Économique - Les incidences économiques du réarmement aux États-Unis
La conjoncture reste caractérisée, en France, par la persistance de l’inflation : en novembre, les prix de gros ont monté de 3,2 %, ceux de détail de 3,5 %. Au moment où nous rédigeons cette chronique, le gouvernement délibère sur les moyens propres à réaliser l’équilibre du budget : il est évidemment question d’augmenter les impôts, solution de facilité qui n’est même pas excusable par l’urgence des décisions à prendre, puisque le même problème se pose depuis six ans. Du côté de nos échanges extérieurs, la fixation de l’aide américaine, tant économique que militaire, à 600 millions de dollars, dissipe les incertitudes qui pesaient sur la manière dont pouvait être recherché l’équilibre de notre balance des paiements. Une compression de nos achats en dollars n’en continuera pas moins de s’imposer : on en ignore encore les modalités.
Notre pays n’a certes pas le monopole des difficultés en matière économique. Les incidences de la politique de réarmement se font sentir dans toute l’Union atlantique, mais avec un aspect bien différent suivant les pays. Nous nous proposons d’examiner ici la situation des États-Unis, caractérisée par un équilibre économique relatif, que d’aucuns jugent assez précaire. Les États-Unis avaient connu au cours de l’année 1949 un mouvement de « récession », marqué par un certain fléchissement de l’activité économique et des prix. L’indice des prix de gros du Bureau of Labor Statistics (1) avait atteint, en moyenne, 165,1 en 1948 et 155 seulement en 1949. En janvier 1950, il n’était plus qu’à 151,5, mais un lent mouvement de hausse l’avait de nouveau porté à 155,9 à la veille du déclenchement des hostilités en Corée. À partir de ce moment, la hausse s’accélère, et le niveau maximum de l’indice est atteint en mars 1951, à 184 ; puis une certaine baisse se produit, qui ramène l’indice à 178 en août 1951. À la fin du mois de septembre, les indices hebdomadaires (calculés d’une manière abrégée, donc non rigoureusement comparables aux précédents) évoluaient aux environs de 177. Ainsi, depuis la guerre de Corée, la hausse des prix de gros a été de 13 % environ et semble arrêtée.

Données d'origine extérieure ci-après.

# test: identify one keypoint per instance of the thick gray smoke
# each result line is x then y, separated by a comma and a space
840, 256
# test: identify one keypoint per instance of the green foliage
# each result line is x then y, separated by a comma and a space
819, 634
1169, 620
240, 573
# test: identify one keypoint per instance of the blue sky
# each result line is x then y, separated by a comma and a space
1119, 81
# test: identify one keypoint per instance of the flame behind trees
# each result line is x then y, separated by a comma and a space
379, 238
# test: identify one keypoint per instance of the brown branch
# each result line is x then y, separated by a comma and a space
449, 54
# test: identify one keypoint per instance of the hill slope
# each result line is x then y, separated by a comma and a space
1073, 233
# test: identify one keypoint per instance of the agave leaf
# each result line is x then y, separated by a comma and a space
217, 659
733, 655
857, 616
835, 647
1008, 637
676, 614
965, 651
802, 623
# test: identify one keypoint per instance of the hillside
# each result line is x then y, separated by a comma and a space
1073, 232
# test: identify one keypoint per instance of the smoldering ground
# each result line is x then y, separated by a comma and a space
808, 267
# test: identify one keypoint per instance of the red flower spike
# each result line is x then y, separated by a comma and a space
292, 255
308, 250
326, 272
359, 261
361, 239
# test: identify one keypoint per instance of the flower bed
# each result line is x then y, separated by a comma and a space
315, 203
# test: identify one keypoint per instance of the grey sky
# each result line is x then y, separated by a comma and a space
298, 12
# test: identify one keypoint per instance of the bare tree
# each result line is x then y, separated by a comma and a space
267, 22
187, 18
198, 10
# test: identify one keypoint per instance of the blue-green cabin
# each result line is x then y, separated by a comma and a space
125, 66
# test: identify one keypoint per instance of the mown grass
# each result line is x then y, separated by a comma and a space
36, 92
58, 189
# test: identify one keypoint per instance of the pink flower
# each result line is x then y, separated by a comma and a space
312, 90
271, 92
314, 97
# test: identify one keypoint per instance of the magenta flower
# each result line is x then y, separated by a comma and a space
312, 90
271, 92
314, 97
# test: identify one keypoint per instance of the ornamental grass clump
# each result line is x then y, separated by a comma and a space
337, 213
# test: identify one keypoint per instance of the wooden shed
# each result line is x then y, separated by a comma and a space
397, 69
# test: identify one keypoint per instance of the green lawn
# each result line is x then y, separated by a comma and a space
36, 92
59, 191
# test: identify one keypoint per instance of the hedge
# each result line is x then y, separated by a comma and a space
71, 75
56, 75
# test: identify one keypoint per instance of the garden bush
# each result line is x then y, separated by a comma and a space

En ce qui concerne les prix à la consommation, l’évolution en 1949 avait été à peu près parallèle. L’indice du Bureau of Labor Statistics (base 100 sur la moyenne des années 1935-1939) atteignait 168,6 en mai 1950. Il a, depuis lors, progressé de façon lente, mais régulière, sans avoir marqué, au contraire de l’indice des prix de gros, de fléchissement au printemps 1951. En août 1951, son niveau semblait stabilisé à 185,5, soit une hausse de 10 % depuis le début des hostilités en Extrême-Orient.